A systematic characterization of genotype-to-phenotype relationships in mouse and human

Yury Barbitoff1*, Nadezhda Pavlova1, Polina Bogaichuk1 and Alexander Predeus1

1 Institute of Bioinformatics Research and Education, Belgrade, Serbia

barbitoff [at] bioinf.institute

Abstract

Reconstruction of the genotype-to-phenotype relationship network is one of the major goals of modern genomics. Development of ontologies for accurate and formal phenotype description enables a systematic comparison of these relationships between species. In this work, we employed data on genotype-to-phenotype associations from the Human Phenotype Ontology (HPO) and Mouse Genome Informatics (MGI), as well as genome-wide associations from the UK Biobank (UKB) cohort to investigate the similarities and dissimilarities in the architecture of genotype-to-phenotype associations in mice and humans.
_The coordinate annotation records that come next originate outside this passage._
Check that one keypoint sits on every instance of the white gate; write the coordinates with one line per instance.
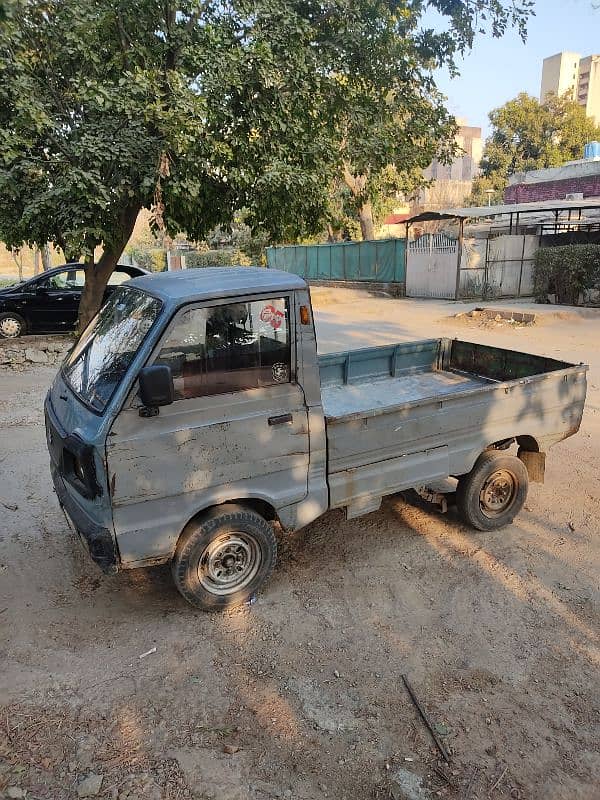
(431, 264)
(510, 265)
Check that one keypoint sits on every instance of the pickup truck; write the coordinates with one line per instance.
(194, 412)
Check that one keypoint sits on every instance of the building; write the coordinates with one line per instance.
(575, 180)
(452, 183)
(576, 77)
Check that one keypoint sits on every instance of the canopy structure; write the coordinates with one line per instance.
(512, 210)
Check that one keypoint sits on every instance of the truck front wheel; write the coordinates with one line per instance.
(223, 558)
(492, 494)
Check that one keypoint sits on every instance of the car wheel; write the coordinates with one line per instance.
(492, 494)
(223, 558)
(11, 325)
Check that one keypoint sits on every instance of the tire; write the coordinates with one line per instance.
(12, 325)
(200, 569)
(492, 494)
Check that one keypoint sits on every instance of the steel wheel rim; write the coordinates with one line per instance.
(498, 493)
(229, 563)
(10, 327)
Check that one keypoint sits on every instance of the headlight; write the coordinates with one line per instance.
(78, 469)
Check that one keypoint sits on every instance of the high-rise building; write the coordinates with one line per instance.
(576, 77)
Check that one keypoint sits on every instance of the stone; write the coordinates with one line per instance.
(329, 712)
(405, 785)
(15, 792)
(36, 356)
(213, 775)
(89, 786)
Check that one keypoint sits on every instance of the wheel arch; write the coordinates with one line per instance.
(257, 504)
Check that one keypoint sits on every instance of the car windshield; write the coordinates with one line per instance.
(104, 353)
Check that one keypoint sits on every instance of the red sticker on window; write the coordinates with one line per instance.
(272, 316)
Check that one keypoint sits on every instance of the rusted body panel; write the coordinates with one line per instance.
(392, 425)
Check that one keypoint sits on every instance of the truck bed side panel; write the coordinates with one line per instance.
(391, 449)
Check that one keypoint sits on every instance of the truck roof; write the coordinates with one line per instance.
(212, 282)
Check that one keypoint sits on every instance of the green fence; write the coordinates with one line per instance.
(380, 261)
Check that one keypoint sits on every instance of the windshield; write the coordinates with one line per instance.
(103, 354)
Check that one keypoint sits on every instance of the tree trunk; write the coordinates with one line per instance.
(365, 216)
(97, 275)
(46, 258)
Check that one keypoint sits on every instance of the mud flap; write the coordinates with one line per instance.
(535, 463)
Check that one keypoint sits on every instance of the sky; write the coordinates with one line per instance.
(496, 70)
Comparison of the sets of upper-level Mammalian Phenotype Ontology (MP) terms for 16,985 orthologous gene pairs showed that only 24.6% (4,184) of all gene pairs were annotated with phenotype terms in both species. Even more surprisingly, only a handful of 15 gene pairs were annotated with exactly identical terms in human and mouse. Of the remaining ones, as many as 385 genes were associated with non-overlapping sets of phenotypes in humans and mice, and as many as 3,784 genes had both concordant and discordant gene-trait associations.

Despite such large differences in genotype-to-phenotype relationships for individual genes, we found that the overall architecture of the genotype-to-phenotype network was similar for the two species. For instance, the pleiotropic effects of orthologous genes were well correlated (Spearman’s p = 0.28) when using upper-level phenotype term count as a measure of pleiotropy. In both species, higher degree of pleiotropy also correlated with various gene-level properties, such as greater evolutionary constraint of a gene and its broader expression across tissues. Similar trends were observed when using UKB genome-wide associations to estimate the degree of pleiotropy for human genes.

Taken together, our observations highlight important discrepancies between phenotype description in humans and mice. At the same time, our analysis suggests that the organization of genotype-to-phenotype networks is largely similar for highly related species.

Keywords: genotype-to-phenotype; complex traits; phenotype ontology; HPO; MPO

Acknowledgement: We thank JetBrains Ltd. for providing support and computational resources for the project.